/Sprint-2012-11-Block-2-2

StandUP 3/21/2012

Skye.

New Dataone skin in mercury, mostly stylesheet and html clean up. test indexing and mercury.

Andy.

couple of issues with cli deployment. new issue in python 2 with unicode issues.

Chris.

working on the sandbox sync and repl errors. Issues with sax parsing in EML. Knb datastore may not have correct eml or schema validation. known good eml documents to ensure sync is working without those kinds of problem. couple of issues with setting replication status. lastly, need to get GMN in the mix. working with Roger to push content towards GMN.
There maybe problems due to bogus EML data in

Ben.

There maybe problems due to bogus EML, maybe an issue in transfering the EML from MN to CN endpoints. Need to isolate the issue into one of the components.

Roger

Stress testing. Ready to point it to an MN in the sandbox. What limitations, type of object, should be considered legitimate.

Rob.

Working on caching issue for CNs, where D1Client holds a static nodelist for looking up basurls unless a noderef is not found. committed changes to trunk. caching issues: we have multiple ways of caching node lists, may want to make that uniform down the road. For today, looking to how to be helpful towards current release, otherwise will "look towards the future" wrt libclient capabilities.

Robert.

Testing synchronization. Fixed a bug . Found an issue with identifier manager regarding use of special characters in a qeury string.

So priorities:

1, Synchronization must work as expected for all valid content
available on MNs. Copies of science metadata must be pulled to the CNs
and be retrievable.

* Need to test on dev or other localnet machines, EML that fails on sandbox and also test out other standards for sciMetadata (like FGDC)

2. Indexing should work for the majority of content pulled to the CNs.
There may be some instances of EML (or perhaps other formats) that the
indexer has trouble with. These should be identified and parsing rules
modified as necessary

* Limited to Metacat MNs currently since only EML is supported. To include FGDC, need to point Skye to old code that has xpath rules in them. Start conversation with Dryad, do not know what format they will be sending us. [Let's use cn-dev for this work until sandbox issues are resolved]

3. The Mercury UI is closely tied to #2 and must show only public
content and "show full metadata" needs to work for all indexed science
metadata.

* Works for EML. Strategy should work FGDC, but not tested. Have not tested the ORE resource maps. Needs ORE testing on development. EML on demo node, there is a class that needs to be run and it will create an ORE association. Pretty easy.

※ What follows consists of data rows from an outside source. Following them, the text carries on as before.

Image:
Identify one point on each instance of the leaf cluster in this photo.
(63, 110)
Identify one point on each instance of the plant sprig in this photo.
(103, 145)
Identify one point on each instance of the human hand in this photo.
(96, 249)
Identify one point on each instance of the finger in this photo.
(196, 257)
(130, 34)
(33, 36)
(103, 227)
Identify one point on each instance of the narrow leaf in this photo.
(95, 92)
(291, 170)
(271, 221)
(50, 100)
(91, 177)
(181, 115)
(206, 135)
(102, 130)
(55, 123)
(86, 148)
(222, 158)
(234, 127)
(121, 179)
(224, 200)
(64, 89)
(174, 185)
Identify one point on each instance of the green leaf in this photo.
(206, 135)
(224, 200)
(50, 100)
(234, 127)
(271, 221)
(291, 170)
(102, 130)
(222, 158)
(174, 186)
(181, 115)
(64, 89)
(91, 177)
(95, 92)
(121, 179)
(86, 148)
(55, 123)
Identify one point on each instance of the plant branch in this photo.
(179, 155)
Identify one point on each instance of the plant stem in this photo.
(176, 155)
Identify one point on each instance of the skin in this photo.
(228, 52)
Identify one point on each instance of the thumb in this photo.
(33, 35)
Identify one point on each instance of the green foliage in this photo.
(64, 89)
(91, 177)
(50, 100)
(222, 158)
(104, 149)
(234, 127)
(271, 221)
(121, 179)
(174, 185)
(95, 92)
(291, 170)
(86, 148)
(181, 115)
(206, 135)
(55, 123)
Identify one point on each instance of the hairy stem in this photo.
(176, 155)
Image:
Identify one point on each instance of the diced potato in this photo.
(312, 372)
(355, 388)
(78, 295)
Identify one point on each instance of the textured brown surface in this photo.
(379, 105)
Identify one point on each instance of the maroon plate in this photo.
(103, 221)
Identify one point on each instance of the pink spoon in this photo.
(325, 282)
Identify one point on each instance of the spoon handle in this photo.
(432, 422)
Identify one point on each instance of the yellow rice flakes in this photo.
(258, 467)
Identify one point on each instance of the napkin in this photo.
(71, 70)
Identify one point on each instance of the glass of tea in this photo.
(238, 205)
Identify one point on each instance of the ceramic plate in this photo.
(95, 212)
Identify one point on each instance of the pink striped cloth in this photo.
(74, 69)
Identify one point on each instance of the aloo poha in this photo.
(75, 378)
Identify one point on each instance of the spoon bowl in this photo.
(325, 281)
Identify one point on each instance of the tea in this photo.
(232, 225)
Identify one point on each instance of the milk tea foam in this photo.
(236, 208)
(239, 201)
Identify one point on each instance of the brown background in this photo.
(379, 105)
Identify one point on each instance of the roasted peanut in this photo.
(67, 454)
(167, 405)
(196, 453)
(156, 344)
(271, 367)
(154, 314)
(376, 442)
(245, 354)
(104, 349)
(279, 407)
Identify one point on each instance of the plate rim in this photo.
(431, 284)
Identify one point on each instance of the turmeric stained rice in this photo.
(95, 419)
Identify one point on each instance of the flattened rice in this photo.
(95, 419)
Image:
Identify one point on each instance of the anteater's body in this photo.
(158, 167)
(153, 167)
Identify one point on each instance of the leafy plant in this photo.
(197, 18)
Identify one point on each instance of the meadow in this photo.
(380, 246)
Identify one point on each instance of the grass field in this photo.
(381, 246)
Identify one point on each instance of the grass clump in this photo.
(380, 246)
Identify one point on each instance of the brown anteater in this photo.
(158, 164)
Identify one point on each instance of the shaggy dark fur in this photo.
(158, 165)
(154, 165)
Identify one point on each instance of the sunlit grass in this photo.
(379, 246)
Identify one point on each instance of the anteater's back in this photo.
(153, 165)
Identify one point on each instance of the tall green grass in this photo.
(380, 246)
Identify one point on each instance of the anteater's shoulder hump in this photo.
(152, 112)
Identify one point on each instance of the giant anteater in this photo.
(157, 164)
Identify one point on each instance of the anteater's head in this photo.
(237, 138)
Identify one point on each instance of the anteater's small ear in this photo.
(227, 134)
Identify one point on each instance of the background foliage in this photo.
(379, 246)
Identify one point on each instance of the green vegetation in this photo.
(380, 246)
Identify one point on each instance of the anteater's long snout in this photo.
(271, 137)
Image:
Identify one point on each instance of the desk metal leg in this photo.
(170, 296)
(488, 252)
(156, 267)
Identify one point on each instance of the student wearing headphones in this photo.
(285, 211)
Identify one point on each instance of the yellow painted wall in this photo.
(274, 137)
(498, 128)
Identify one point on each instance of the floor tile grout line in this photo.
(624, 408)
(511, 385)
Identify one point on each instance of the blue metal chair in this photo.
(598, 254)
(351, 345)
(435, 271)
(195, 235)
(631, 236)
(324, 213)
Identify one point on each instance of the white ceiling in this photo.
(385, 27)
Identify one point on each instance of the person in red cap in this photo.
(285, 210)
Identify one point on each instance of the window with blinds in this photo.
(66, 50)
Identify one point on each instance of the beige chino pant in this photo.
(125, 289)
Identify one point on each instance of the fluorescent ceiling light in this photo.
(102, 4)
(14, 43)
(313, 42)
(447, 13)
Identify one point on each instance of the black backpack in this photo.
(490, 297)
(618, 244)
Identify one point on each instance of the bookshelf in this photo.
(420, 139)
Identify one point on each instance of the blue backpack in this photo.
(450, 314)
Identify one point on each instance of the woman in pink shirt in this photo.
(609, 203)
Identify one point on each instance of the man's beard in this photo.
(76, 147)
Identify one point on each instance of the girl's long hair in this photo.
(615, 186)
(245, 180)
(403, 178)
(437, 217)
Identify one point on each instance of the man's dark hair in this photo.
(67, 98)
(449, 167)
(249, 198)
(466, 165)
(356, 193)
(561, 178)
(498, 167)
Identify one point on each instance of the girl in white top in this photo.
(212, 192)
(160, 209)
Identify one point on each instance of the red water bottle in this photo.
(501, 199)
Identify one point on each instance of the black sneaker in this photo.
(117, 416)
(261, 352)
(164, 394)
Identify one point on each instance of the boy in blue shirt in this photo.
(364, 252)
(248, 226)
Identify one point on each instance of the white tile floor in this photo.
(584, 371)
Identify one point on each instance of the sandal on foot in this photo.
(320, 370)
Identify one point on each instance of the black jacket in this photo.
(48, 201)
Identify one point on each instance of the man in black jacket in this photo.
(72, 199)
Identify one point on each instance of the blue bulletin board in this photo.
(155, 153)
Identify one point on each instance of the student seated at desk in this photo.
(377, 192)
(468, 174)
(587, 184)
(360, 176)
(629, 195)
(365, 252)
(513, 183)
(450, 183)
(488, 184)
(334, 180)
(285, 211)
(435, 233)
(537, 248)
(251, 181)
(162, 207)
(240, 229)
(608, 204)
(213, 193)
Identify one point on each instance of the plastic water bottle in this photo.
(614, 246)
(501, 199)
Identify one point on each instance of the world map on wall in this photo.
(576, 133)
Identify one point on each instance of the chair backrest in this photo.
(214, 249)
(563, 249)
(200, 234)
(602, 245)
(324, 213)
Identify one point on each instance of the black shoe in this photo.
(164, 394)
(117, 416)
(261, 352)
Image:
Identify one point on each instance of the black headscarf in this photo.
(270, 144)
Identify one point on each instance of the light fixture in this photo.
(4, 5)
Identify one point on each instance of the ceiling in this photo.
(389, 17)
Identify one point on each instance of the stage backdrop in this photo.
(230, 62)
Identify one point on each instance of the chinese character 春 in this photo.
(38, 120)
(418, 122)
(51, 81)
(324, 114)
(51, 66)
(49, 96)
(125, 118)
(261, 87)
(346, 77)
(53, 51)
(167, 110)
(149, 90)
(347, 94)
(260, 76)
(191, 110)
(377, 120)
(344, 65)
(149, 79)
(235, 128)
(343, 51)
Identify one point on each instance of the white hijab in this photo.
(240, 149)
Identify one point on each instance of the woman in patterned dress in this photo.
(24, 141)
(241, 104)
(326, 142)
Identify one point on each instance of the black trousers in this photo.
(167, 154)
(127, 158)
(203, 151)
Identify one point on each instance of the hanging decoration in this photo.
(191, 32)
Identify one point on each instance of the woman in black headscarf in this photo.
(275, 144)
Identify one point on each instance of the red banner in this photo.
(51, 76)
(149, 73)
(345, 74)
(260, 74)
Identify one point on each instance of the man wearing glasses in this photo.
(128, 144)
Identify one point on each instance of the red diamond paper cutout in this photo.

4. Replication. This is a lower priority because it's not so visible,
but is recorded as a deliverable at public release. Replication needs
to work for all content that is recoded through the synchronization
process. Replication between Metacats must work since this is
necessary for early MNs participating in the public release.
Replication to GMN is also really important because that helps us
verify the APIs are operating as expected.

* Metacat replication between CNs appear to be working, maybe there is a permission issue in setReplicationStatus() on the final call to set 'COMPLETED' but we have seen Metacat MN-MN replication is ok.

5. Log aggregation is initially less visible than the other services,
but is important especially for MN operators and data contributors.
Ideally, log aggregation should also be useful to us for tracing
content access. To that end, it seems that we did omit a fairly
obvious use case for log aggregation, which is the ability to retrieve
log info for a PID (assuming appropriate permission). I suggest adding
another parameter to the CN to support matching the start of PIDs -
see the bottom of the pagehttp://mule1.dataone.org/ArchitectureDocs-current/apis/CN_APIs.html
for some brief notes on this.

* adding in new features should be reconsidered
* log aggregation still needs a lot of testing.

6. Client tools. The CLI is a great start down this road. We need to
exercise it, use it for testing access to content, adding content etc.
It provides a convenient platform that we can add operations / tools
that can assist with debugging and verification of operations. I have
also pulled together a few bash + xmlstarlet based scripts under
d1_client_bash that are limited but may be helpful when debugging.

The general timeline, or order of things, is:

1. Provide access to the sandbox environment for the LT. I think we
can actually do this pretty much right away. It will take a while for
folks to poke around and get a feel for the Mercury UI, but you can
pretty much guarantee they will search and try to download content
through Mercury, For this we only need a small number of records (100
or so), but they should be real content.

2. Add in the DAAC MN. It is tier 1 so should work. If not Jim Green
and Giri will need to be notified.

3. Increase the number of records from KNB. Should try to expand to
the whole number of records.

* reasonable to expect to make it this far, this week.

4. Gather feedback from LT and figure out how to incorporate suggestions.

* probably this milestone by close of week.

5. Update to the next RC, including changes from 4 where possible.

* possibly this weekend.

6. Broader audience review (whole project)

7. Update as necessary

8. Release when everything appears in order.